January 2015: QLD election, an ALP minority government is elected and implements its policy to investigate a CDS. LNP Opposition gives bipartisan support in 2016.
February 2015: Premier Baird announces his election policy to implement a container deposit system by 1 July 2017. ALP Opposition give bipartisan support.
February 2016: NSW sensibly delays the start date of the CDS from June 2017 to December 2017.
April 2016: The Senate Inquiry into Marine Plastic reports endorses our solutions including demanding all states have a CDS by 2020 – otherwise the federal government should do it for them.
May 2016: We win in NSW with the NSW Government announcing a full scale CDS.
June 2016: The QLD Government announces it will start a CDS in 2018, harmonising with NSW.
August 2016: WA Government announced it will implement a CDS.
September 2016: The ACT Government announces that the ACT CDS will commence early 2018.

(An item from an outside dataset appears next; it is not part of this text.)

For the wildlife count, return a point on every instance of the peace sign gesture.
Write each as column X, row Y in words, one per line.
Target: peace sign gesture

February 2017: The NSW Government delays the NSW CDS from June 2017 to December 2017.
September 2017: QLD Parliament unanimously passes the Waste Reduction and Recycling Amendment Bill, legislating a Container Refund Scheme (CRS) to be introduced into QLD (it starts November 2018). The bill also contained a best practise plastic bag ban (starts July 2018).
December 2017: The NSW CDS, ‘Return and Earn’, begins.
November 2018: The QLD CRS, ‘Containers for Change, begins.
December 2018: The NSW CDS reaches its first birthday and a milestone of 1 billion containers redeemed. Boomerang Alliance releases its report into the first year of operations, which can be downloaded by clicking HERE.
March 2019: The WA legislation passes parliament with the CDS to start in early 2020.